The writer of this opinion is well aware, as the appellee suggests, that a contract of insurance is construed most *227strongly against the insurer (Haas v. Mutual Life Ins. Co., 84 Neb. 682), yet the surrender by Cook of an unrecorded deed to property upon which he has given a real estate mortgage does not reinvest the title in the grantor. Brown v. Hartman, 57 Neb. 341. The proof in this case lacks much of proving fraud by a preponderance of the evidence. See Stetson v. Riggs, 37 Neb. 797; also Peterson v. Schaberg, 116 Neb. 346, where Goss, C. J., sets out that to maintain an action for false representations the following elements must be proved: “(1) What representation was made; (2) that it was false; (3) that the defendant knew it was false, or else made it without knowledge as a positive statement of known fact; (4) that the plaintiff believed the representation to be true; (5) that the plaintiff relied on and acted upon the representation; (6) that the plaintiff was thereby injured; and (7) the amount of the damages.”
“An actionable representation must relate to past or existing facts and cannot consist of mere broken promises, unfulfilled predictions, or erroneous conjectures as to future events.” 26 C. J. 1087. See Cerny v. Paxton & Gallagher Co., 78 Neb. 134, 10 L. R. A. n. s. 640; Note, 51 A. L. R. 55; Pollard v. McKenney, 69 Neb. 742; Cohn v. Broadhead, 51 Neb. 834.

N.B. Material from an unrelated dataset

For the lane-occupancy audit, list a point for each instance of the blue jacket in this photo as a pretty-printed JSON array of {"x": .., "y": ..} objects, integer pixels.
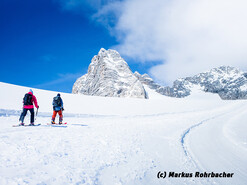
[{"x": 57, "y": 107}]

Appellant insists that, “not only must one seeking to rescind tender back whatever he has received, but, in order to maintain an action in rescission, this must be done before the suit is started, and he must allege in his petition the fact that he has made such a tender.” •
“One who rescinds for fraud must act promptly upon discovery of the facts, announcing his intention to his adversary and returning what he.has received. This should be done before he begins his action, nor should he fail to allege in his petition that he has so rescinded.” Rasmussen v. Hungerford Potato Growers Ass’n, 111 Neb. 58. This decision is cited with approval by Circuit Judge Kenyon in Albert Lea Foundry Co. v. Iowa Savings Bank, 21 Fed. (2d) 515.
*228The writer submits that the evidence falls far short of being sufficient to sustain the charge of fraud, and fails to show rescission as required by the decisions of our court, and that the judgment of the district court should be reversed.